A atmosfera na academia "Ferro e Aço" estava elétrica. No centro do tablado de levantamento de peso, Kiara terminava uma série de agachamentos com uma carga que fazia a barra de aço vergar. Seus músculos, esculpidos com precisão cirúrgica e banhados em suor, brilhavam sob as luzes de LED. Foi então que Tico, o anão mais audacioso da academia, atravessou o salão com um sorriso de quem guardava um segredo perverso.
— Impressionante, Kiara. Realmente impressionante — disse Tico, cruzando os braços e olhando para cima. — Mas toda essa armadura de músculos é só fachada. Por dentro, você é tão vulnerável quanto qualquer um. Eu aposto que consigo te fazer implorar por misericórdia em dez minutos.
Kiara soltou a barra, que atingiu o chão com um estrondo que interrompeu as conversas ao redor. Ela limpou o suor do pescoço, encarando-o com uma sobrancelha arqueada.
— Misericórdia? Tico, eu aguento pressões que esmagariam seus ossos. Do que você está falando?

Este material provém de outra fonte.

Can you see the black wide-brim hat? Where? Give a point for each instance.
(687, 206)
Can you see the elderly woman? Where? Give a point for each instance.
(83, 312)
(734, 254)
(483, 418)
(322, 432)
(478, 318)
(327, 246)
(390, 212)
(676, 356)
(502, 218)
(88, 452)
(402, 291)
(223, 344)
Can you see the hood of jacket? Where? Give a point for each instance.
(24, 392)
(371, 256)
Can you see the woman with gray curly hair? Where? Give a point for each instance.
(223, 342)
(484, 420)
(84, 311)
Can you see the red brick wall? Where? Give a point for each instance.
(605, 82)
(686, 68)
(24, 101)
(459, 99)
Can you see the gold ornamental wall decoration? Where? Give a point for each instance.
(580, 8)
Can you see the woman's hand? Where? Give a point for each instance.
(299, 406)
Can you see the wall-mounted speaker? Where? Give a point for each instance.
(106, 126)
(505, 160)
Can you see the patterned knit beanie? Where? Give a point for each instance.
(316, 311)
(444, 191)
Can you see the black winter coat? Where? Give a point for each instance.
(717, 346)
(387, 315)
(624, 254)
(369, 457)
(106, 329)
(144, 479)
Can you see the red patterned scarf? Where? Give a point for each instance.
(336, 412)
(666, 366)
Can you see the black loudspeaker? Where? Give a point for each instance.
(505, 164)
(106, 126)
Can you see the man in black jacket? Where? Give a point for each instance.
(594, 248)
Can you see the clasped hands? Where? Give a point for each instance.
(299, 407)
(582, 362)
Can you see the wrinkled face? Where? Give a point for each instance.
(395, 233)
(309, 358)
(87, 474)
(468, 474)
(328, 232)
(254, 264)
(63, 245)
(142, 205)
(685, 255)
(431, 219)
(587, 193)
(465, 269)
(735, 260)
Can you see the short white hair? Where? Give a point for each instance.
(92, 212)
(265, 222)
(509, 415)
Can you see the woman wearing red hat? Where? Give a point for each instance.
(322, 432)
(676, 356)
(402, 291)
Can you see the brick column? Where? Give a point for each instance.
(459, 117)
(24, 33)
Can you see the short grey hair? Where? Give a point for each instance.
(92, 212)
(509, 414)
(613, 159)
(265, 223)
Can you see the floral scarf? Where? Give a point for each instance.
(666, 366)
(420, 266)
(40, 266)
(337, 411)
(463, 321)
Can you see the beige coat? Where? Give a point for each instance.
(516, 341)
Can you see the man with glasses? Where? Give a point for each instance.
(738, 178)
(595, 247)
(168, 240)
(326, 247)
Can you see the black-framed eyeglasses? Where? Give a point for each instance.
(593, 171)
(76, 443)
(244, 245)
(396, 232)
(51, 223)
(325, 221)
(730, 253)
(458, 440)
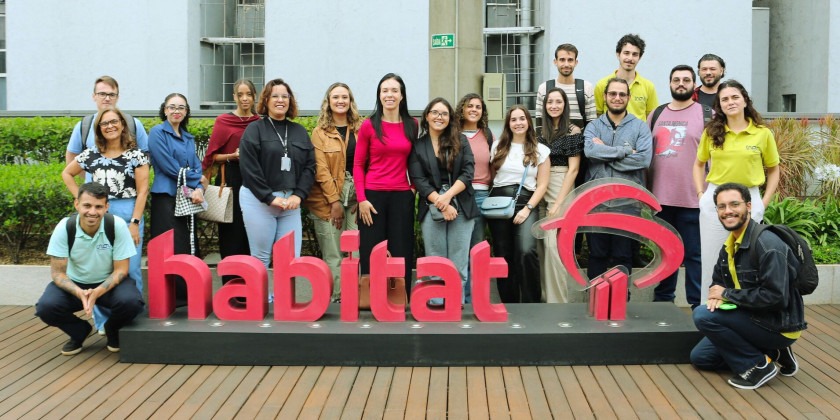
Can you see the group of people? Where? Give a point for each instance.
(355, 173)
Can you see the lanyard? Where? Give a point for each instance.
(282, 140)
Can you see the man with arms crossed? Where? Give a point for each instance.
(617, 145)
(754, 314)
(629, 51)
(89, 272)
(676, 128)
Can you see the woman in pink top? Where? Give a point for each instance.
(472, 117)
(386, 202)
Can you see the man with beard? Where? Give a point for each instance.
(711, 69)
(617, 145)
(629, 50)
(753, 314)
(565, 58)
(676, 128)
(89, 255)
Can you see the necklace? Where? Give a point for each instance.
(282, 140)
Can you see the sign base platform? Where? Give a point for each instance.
(535, 334)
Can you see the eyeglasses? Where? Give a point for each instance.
(731, 204)
(114, 122)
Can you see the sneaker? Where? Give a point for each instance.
(788, 366)
(755, 376)
(74, 346)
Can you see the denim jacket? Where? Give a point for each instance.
(766, 291)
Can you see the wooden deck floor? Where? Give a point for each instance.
(37, 382)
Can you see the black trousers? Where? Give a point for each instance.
(518, 247)
(393, 222)
(163, 219)
(56, 307)
(233, 239)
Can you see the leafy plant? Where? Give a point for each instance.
(800, 216)
(33, 200)
(796, 153)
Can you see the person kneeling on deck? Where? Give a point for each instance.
(88, 263)
(754, 314)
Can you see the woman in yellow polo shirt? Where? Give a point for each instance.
(739, 148)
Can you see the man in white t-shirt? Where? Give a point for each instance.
(676, 128)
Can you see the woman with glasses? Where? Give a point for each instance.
(386, 202)
(517, 155)
(332, 202)
(739, 148)
(120, 165)
(278, 169)
(565, 141)
(441, 167)
(223, 152)
(471, 114)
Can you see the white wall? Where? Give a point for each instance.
(674, 33)
(353, 42)
(57, 49)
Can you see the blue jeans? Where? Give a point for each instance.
(450, 240)
(731, 340)
(687, 223)
(124, 209)
(477, 236)
(266, 224)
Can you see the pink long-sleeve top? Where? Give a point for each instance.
(381, 166)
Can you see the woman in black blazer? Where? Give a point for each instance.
(441, 167)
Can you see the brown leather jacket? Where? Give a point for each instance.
(330, 159)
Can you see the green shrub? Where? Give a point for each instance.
(33, 200)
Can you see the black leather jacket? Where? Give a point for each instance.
(766, 291)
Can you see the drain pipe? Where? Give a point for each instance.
(525, 49)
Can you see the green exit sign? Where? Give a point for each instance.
(443, 41)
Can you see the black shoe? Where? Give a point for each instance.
(788, 366)
(113, 336)
(74, 346)
(755, 376)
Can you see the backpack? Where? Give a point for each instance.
(88, 120)
(71, 230)
(707, 114)
(807, 277)
(579, 93)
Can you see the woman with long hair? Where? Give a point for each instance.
(471, 114)
(120, 165)
(223, 150)
(565, 141)
(739, 148)
(171, 148)
(332, 202)
(386, 202)
(278, 169)
(518, 153)
(441, 168)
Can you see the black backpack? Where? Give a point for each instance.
(71, 230)
(807, 277)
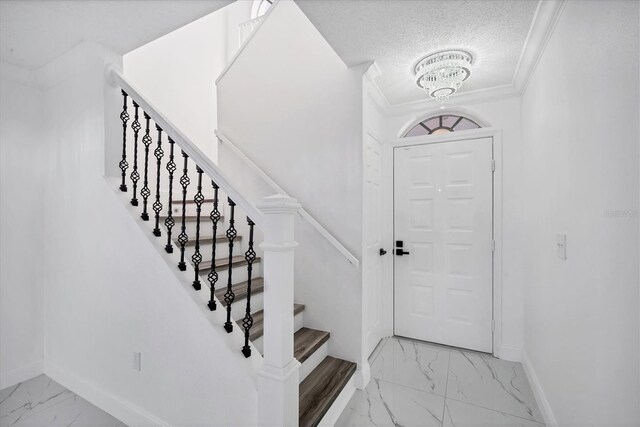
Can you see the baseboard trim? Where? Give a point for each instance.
(120, 408)
(362, 375)
(18, 375)
(536, 387)
(511, 353)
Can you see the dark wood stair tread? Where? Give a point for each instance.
(321, 388)
(222, 263)
(258, 321)
(306, 341)
(240, 290)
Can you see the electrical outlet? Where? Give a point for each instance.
(136, 361)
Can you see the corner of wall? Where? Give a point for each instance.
(536, 387)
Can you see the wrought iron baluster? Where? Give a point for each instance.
(124, 116)
(135, 176)
(157, 206)
(196, 258)
(247, 322)
(169, 222)
(213, 274)
(145, 192)
(182, 237)
(229, 296)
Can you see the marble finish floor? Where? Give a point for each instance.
(419, 384)
(41, 402)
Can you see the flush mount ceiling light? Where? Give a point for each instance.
(440, 74)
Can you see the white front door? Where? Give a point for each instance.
(372, 261)
(443, 197)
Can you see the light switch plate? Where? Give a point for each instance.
(561, 246)
(136, 361)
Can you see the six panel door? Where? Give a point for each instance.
(443, 212)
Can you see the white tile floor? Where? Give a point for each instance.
(43, 402)
(419, 384)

— Estou falando de resistência real. Não contra o peso, mas contra si mesma — Tico desafiou, a voz subindo para que os outros ouvissem. — Um desafio de cócegas. Na sala de massagem. Se você se render e pedir para eu parar, admite para todo mundo que eu sou mais forte que você. Se aguentar sem desistir... bem, eu limpo seus pesos por um mês.
Um coro de "Uhhhh!" ecoou dos amigos de Kiara, que já largavam seus equipamentos para acompanhar o desenrolar da cena. O orgulho de Kiara falou mais alto que sua razão. Ela não aceitaria ser chamada de fraca, nem por brincadeira.
— Aceito. Mas aviso logo: você vai perder o seu tempo.
O grupo seguiu em procissão pelo corredor estreito. No final, a porta da sala de massagem aguardava. Tico entrou primeiro, acendendo as luzes e ajustando a câmera de segurança que transmitia o sinal diretamente para o monitor da área de convivência.
— Regras de engajamento, rainha — disse Tico, apontando para a maca. — Para o teste ser justo, precisamos de acesso total aos seus pontos sensíveis.
Kiara não hesitou. Com movimentos decididos, ela retirou seus tênis de treino e as meias, revelando pés grandes e firmes, com arcos altos e pele tensa. Ela subiu na maca, deitando-se sobre o couro frio.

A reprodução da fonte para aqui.